After dozens of paragraphs of analytical spinning, Manzi reaches the third to last, and engages in a breathtaking series of theoretical leaps. Costs are impossible to quantify, therefore "It becomes pure power politics," and therefore is a state imposition of economic costs without quantitative justification, and is therefore akin to total state planning of the economy. Excuse me, but WHAT?!?
To put this as simply as I can, there is a vast universe between "inability to sufficiently quantify" and "a different theoretical justification [for socialism]." What Manzi is experiencing is not the unearthing of socialist motives, but the limits of the quantitative revolution of the 20th century. There was a time, as strict Enlightenment rationalism and to a lesser extent, positivism reached their zenith, that we supposed that all complex issues could be solved with sufficient quantitative analysis. Difficult questions such as the costs of action or inaction on climate change demonstrate this as well as anything, but the lesson to take here is not that we have no analytical tools at all and retreat to pristine ideological tropes. (In this, I think Manzi is unintentionally making what I might call the Bachmann move -- it's impossible to quantify, and it involves government action, therefore it is the first step towards tyranny.) Rather, it should be a clarion call to dust off analytical methods tossed aside during much of the quantitative revolution, such as informal logic, deep description, dialectics, rigorous observation, ethics, and comparative studies. (One can even retain critical rationalism, just without getting lost in numbers.)

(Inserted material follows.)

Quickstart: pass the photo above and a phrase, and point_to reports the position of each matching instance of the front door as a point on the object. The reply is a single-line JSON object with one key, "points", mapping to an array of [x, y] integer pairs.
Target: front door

There are others attempting to do their best to apply broader principles to understanding the impacts of climate change. Manzi's argument over the past 18 months has been to repeatedly emphasize that the correct response to this question is to quantify the costs and the benefits. He now illustrates that those costs and benefits are impossible to quantify, and therefore takes it as Q.E.D. that we must retreat to extremely abstract arguments (as in, this kind of smells vaguely like Hayek). This might be forgivable if Manzi put any effort whatsoever into a rigorous consideration of the situation, along the lines of what Hayek actually did in his critique of government planners. Instead, he makes this jump in a few brief sentences which rely entirely on vague notions. Unfortunately, I have to say I found this neither convincing nor even challenging. Instead, it seems to mark for me the end of Manzi's meaningful contribution to the debate, which is really too bad.